Sunday, April 1, 2012

Dry and without shame...

Fistula camp is finally wrapping up here at AWC. Although, camp surgeries ended two weeks ago, the ladies are still here recovering. While some think March Madness has to do with basketball, for me it had to do with one thing: beds. I would go bed to bed each morning with the doctors on rounds to check on all the patients. For camp, we tripled our numbers and quickly we ran out of space. At one point, we had 80+ women staying overnight and that was a number I had hoped we never reached. The wards- orange, blue, and green- all added another bed. The classroom was converted into a ward with 15 beds. The team house dining room was literally a camp with mosquito nets draped over mattresses on the floor. Excel workbook became my best friend as I moved ladies around the five wards based on acuity and the surgery schedule. I knew each lady by name and where each was sleeping. One day, as I stared hopelessly at my color-coordinated charts, I thought we might not have enough space. Then the door between the doctor’s and my office opened- and out came a patient. Adama was dancing and singing tenki to Papa God because for the first time in ten years she was dry. She came over to me and gave me a great big hug- at that moment, I realized, I would make bed space wherever I could find it for these ladies.  

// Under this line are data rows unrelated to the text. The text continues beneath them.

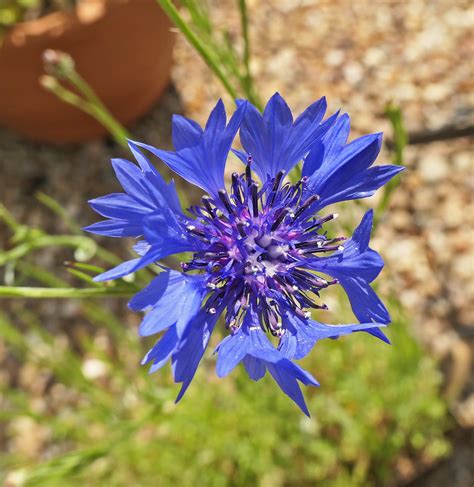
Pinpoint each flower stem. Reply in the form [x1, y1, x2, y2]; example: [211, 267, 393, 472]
[156, 0, 238, 99]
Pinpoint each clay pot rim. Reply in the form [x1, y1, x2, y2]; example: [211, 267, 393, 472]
[4, 0, 122, 44]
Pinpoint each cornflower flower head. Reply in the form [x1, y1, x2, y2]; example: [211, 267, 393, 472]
[86, 93, 402, 415]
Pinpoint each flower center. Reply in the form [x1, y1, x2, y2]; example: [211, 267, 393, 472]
[181, 158, 344, 336]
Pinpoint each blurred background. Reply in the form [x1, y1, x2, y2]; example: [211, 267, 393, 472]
[0, 0, 474, 487]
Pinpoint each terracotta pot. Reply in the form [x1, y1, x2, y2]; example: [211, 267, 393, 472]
[0, 0, 174, 142]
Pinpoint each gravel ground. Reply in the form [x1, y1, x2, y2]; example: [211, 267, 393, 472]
[0, 0, 474, 487]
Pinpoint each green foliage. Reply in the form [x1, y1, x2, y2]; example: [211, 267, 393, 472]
[0, 0, 76, 37]
[0, 286, 449, 487]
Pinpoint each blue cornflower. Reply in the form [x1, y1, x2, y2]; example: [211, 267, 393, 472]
[86, 94, 402, 415]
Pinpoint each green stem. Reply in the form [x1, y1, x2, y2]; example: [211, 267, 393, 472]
[0, 286, 134, 299]
[156, 0, 238, 99]
[41, 73, 130, 148]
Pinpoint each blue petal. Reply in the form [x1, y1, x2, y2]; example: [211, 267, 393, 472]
[172, 115, 202, 151]
[278, 314, 384, 360]
[306, 210, 383, 282]
[131, 100, 246, 198]
[88, 193, 149, 221]
[243, 355, 267, 381]
[216, 332, 250, 377]
[94, 234, 192, 282]
[307, 210, 390, 330]
[129, 271, 207, 337]
[171, 309, 222, 402]
[303, 115, 403, 212]
[338, 276, 391, 323]
[268, 362, 315, 418]
[216, 322, 319, 416]
[142, 326, 179, 374]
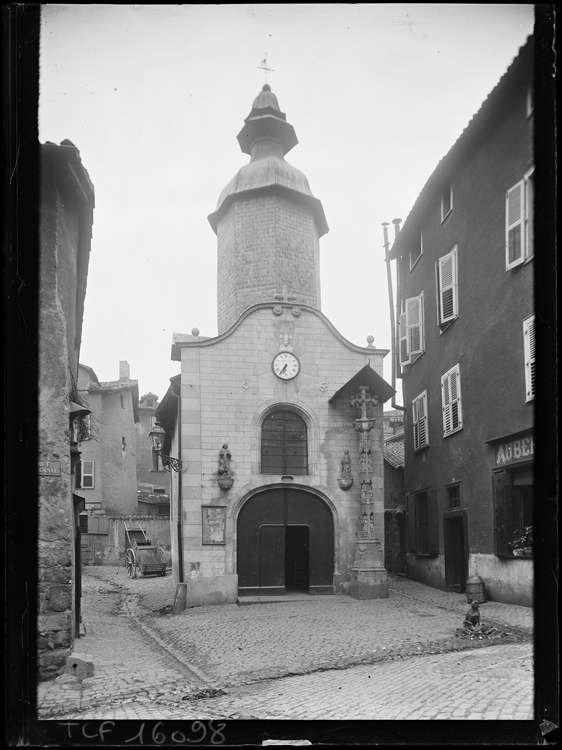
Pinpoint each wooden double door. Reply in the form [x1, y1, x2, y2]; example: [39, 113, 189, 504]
[237, 489, 334, 596]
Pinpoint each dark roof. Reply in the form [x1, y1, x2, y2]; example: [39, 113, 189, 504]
[330, 365, 396, 404]
[80, 362, 100, 385]
[390, 36, 534, 259]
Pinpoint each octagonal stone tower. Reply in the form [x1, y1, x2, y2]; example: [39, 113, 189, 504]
[208, 84, 328, 335]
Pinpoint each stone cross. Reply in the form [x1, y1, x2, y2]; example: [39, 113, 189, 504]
[349, 385, 379, 419]
[273, 284, 296, 302]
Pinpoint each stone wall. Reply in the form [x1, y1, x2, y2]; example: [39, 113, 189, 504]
[174, 305, 386, 593]
[217, 194, 320, 333]
[38, 142, 94, 680]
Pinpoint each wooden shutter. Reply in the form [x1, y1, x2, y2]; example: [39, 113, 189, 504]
[523, 315, 535, 401]
[406, 493, 418, 552]
[439, 248, 458, 323]
[441, 365, 462, 435]
[427, 490, 439, 557]
[412, 391, 428, 450]
[493, 471, 518, 557]
[524, 167, 535, 259]
[398, 313, 411, 365]
[505, 180, 525, 270]
[406, 295, 423, 356]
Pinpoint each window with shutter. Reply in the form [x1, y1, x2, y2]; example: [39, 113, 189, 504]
[437, 246, 458, 325]
[406, 294, 423, 356]
[441, 364, 462, 437]
[505, 180, 525, 270]
[523, 315, 535, 401]
[80, 461, 95, 490]
[412, 391, 429, 451]
[261, 411, 308, 476]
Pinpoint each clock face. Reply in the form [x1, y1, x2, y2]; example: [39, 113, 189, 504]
[271, 352, 301, 380]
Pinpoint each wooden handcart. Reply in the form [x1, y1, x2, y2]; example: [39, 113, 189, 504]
[125, 524, 166, 578]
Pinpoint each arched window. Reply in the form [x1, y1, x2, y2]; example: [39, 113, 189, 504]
[261, 411, 308, 476]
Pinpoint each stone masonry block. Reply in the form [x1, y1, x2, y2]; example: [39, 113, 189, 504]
[64, 653, 94, 680]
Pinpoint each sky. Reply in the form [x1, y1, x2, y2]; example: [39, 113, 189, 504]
[39, 3, 534, 409]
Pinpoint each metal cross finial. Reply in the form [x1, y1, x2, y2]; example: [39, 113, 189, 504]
[258, 52, 275, 83]
[273, 284, 296, 302]
[349, 385, 379, 419]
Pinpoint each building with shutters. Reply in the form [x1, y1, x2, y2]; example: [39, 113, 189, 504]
[157, 84, 394, 605]
[391, 38, 535, 606]
[78, 362, 139, 516]
[136, 393, 170, 516]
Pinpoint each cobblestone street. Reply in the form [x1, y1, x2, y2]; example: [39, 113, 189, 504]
[38, 566, 533, 720]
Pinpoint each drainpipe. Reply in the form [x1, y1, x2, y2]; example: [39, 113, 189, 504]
[173, 393, 184, 583]
[382, 219, 405, 411]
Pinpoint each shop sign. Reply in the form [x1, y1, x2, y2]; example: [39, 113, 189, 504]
[39, 461, 60, 477]
[496, 435, 535, 466]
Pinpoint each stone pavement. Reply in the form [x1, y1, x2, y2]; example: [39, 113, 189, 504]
[38, 566, 533, 719]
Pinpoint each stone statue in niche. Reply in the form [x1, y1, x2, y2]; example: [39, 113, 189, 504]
[338, 450, 353, 490]
[217, 443, 234, 490]
[279, 333, 293, 352]
[219, 443, 232, 476]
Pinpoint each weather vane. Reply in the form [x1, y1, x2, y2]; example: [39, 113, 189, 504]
[258, 52, 275, 83]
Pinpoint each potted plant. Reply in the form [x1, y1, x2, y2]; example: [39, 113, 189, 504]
[509, 526, 533, 557]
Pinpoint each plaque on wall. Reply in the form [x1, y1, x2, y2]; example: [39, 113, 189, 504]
[201, 505, 226, 544]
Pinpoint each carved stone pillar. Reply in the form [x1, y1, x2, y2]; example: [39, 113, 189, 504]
[350, 386, 388, 599]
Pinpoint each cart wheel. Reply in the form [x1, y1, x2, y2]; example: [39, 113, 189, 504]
[127, 549, 137, 578]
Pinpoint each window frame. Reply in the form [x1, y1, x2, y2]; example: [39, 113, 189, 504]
[505, 166, 535, 271]
[79, 458, 96, 490]
[523, 314, 536, 403]
[412, 389, 429, 452]
[435, 245, 459, 329]
[441, 362, 463, 438]
[398, 292, 425, 366]
[445, 482, 462, 513]
[492, 462, 534, 560]
[406, 487, 439, 557]
[409, 232, 423, 271]
[441, 182, 453, 224]
[525, 84, 535, 117]
[260, 412, 311, 476]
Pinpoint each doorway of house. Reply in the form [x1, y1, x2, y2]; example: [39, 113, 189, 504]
[285, 526, 310, 592]
[236, 487, 334, 596]
[445, 515, 466, 594]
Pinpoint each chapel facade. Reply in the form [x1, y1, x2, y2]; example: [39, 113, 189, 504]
[156, 84, 394, 606]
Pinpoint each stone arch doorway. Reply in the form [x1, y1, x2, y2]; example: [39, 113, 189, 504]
[237, 487, 334, 596]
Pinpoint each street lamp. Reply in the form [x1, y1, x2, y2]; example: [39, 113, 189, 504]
[148, 422, 181, 471]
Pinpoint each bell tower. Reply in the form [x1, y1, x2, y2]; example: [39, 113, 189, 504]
[208, 84, 328, 334]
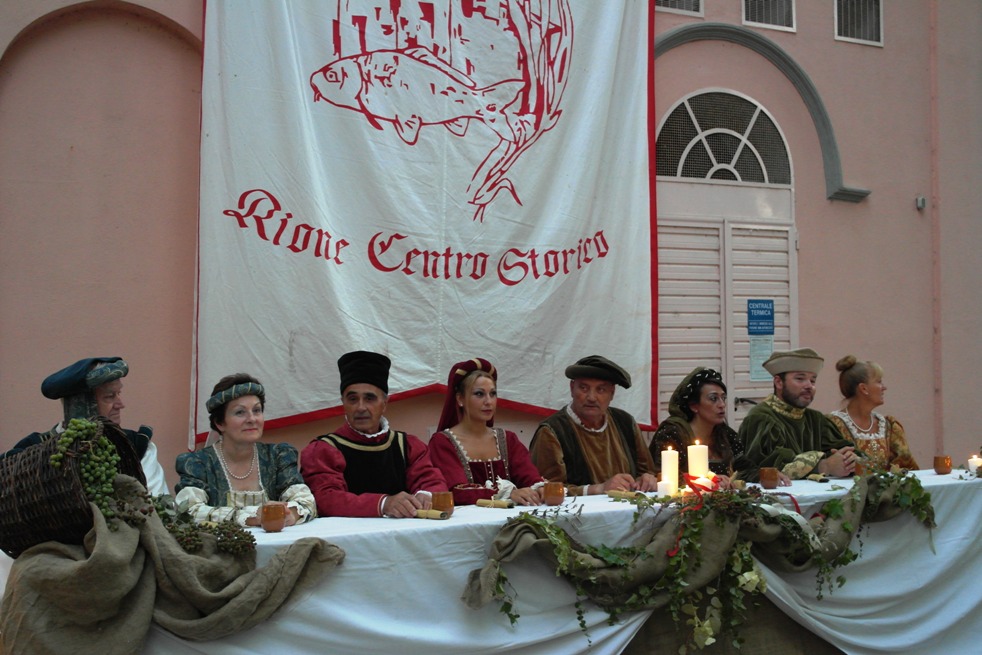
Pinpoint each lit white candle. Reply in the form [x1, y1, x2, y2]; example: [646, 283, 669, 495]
[688, 439, 709, 478]
[658, 446, 679, 496]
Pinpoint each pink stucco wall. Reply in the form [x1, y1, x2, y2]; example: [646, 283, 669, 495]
[0, 0, 982, 492]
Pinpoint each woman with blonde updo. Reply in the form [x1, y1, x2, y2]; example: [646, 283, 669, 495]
[175, 373, 317, 526]
[429, 357, 545, 505]
[829, 355, 919, 470]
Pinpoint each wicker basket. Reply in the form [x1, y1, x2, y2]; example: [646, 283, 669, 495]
[0, 418, 146, 558]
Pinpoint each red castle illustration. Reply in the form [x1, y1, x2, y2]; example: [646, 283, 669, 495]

So, I’ve shared stories of young girls that have come for fistula surgery and the majority are teens to twenty-somethings. However, there are ladies that have suffered from fistulas longer than I have been alive. Galleh came all the way from Guinea in hopes of finding help in Freetown. Her chart was nearly blank- she did not know how old she was and she had lost count how long she had been leaking. The top of her head wrap would reach my shoulders as I gave her a hug everyday. I called her my Fullah (Guinea tribe) grandmother. Galleh had her surgery during camp, but unfortunately we could only do a little to help the leaking due to the extent of her injuries. She would tell us on rounds that her leaking was lessening everyday and even the surgeons were amazed with the outcome. I couldn’t help from smiling whenever Galleh flashed her toothless grin.

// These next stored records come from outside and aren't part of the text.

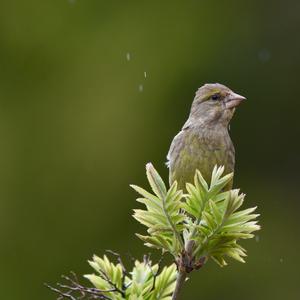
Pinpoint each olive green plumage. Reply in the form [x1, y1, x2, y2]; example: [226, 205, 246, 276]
[168, 83, 245, 189]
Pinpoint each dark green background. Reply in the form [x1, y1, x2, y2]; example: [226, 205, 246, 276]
[0, 0, 300, 300]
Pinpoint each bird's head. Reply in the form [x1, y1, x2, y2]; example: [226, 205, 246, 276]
[190, 83, 246, 126]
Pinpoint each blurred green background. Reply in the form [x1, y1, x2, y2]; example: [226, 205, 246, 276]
[0, 0, 300, 300]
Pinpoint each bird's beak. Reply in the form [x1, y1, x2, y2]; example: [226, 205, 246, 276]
[225, 92, 246, 108]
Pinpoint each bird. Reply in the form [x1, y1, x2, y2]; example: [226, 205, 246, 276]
[167, 83, 246, 191]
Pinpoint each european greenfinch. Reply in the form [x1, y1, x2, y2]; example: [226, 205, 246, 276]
[167, 83, 246, 190]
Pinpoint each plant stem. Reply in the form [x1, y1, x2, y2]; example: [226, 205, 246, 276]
[172, 271, 187, 300]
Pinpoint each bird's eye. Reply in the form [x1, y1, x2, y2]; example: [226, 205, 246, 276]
[211, 94, 220, 100]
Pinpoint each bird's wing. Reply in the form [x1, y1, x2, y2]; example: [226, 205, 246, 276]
[166, 130, 183, 168]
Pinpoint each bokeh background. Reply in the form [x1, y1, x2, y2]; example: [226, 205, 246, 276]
[0, 0, 300, 300]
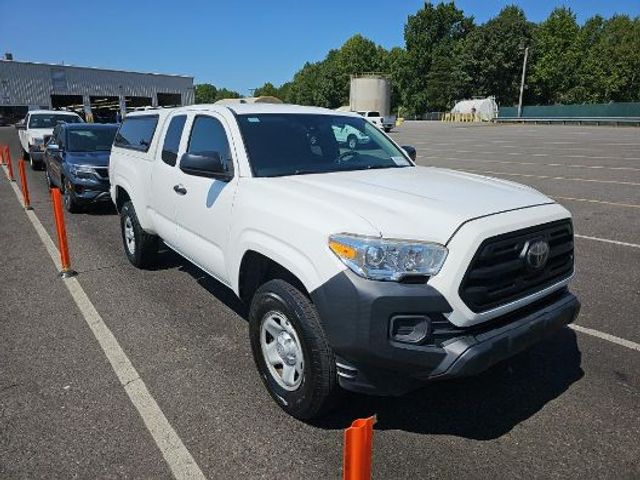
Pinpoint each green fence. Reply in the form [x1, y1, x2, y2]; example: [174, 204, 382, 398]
[498, 102, 640, 118]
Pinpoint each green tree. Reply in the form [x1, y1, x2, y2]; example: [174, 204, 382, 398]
[463, 5, 533, 105]
[216, 88, 242, 100]
[402, 2, 474, 114]
[583, 15, 640, 102]
[253, 82, 280, 97]
[194, 83, 218, 103]
[528, 7, 580, 104]
[194, 83, 242, 103]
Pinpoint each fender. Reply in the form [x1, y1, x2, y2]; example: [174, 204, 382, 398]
[111, 174, 156, 234]
[228, 229, 342, 296]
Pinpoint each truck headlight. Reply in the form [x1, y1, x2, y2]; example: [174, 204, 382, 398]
[329, 234, 448, 281]
[69, 164, 97, 178]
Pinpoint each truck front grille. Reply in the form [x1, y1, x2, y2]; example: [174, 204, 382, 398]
[95, 167, 109, 180]
[459, 220, 573, 313]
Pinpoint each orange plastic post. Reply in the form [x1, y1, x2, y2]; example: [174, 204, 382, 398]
[4, 145, 16, 182]
[342, 415, 376, 480]
[18, 158, 33, 210]
[51, 188, 77, 278]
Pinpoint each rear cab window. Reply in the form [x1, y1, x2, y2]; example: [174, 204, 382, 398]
[187, 115, 233, 172]
[113, 115, 158, 152]
[162, 115, 187, 167]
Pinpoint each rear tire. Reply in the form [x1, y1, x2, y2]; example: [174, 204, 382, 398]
[120, 201, 158, 268]
[44, 166, 53, 190]
[249, 280, 339, 420]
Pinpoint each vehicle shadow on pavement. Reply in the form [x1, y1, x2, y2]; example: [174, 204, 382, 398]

When I first met Yeama sitting on the clinic benches, she gave me a quizzical look- probably the color of my skin. Yeama looked like any other seventy-year old women, however, when she stood up- she was bent at the waist almost to ninety-degree angle. (Think back to geometry- right angle) I questioned if it was just severe osteoporosis. Her story brought tears to my eyes. Yeama could only remember she was a young girl trying to give birth for two days. She eventually delivered a stillborn baby; this would have been her first and only child. Her husband left and abandoned by her family because she was leaking urine. Yeama did not feel worthy to look into people’s eyes so she bent down to avoid their judgment. Over time, possibly 40+ years, the shame crippled her so much she could not stand up straight. As she recovered on the ward, I saw her transform as she interacted with the other ladies and even gave me a smile when our eyes met. Although, Yeama will never stand perfectly straight again, I could see that a weight had been lifted. As her name was called out at the Gladi Gladi, Yeama stood up for the first time dry and without shame.  


The views expressed here are solely mine and are not the opinion of AWC/Mercy Ships.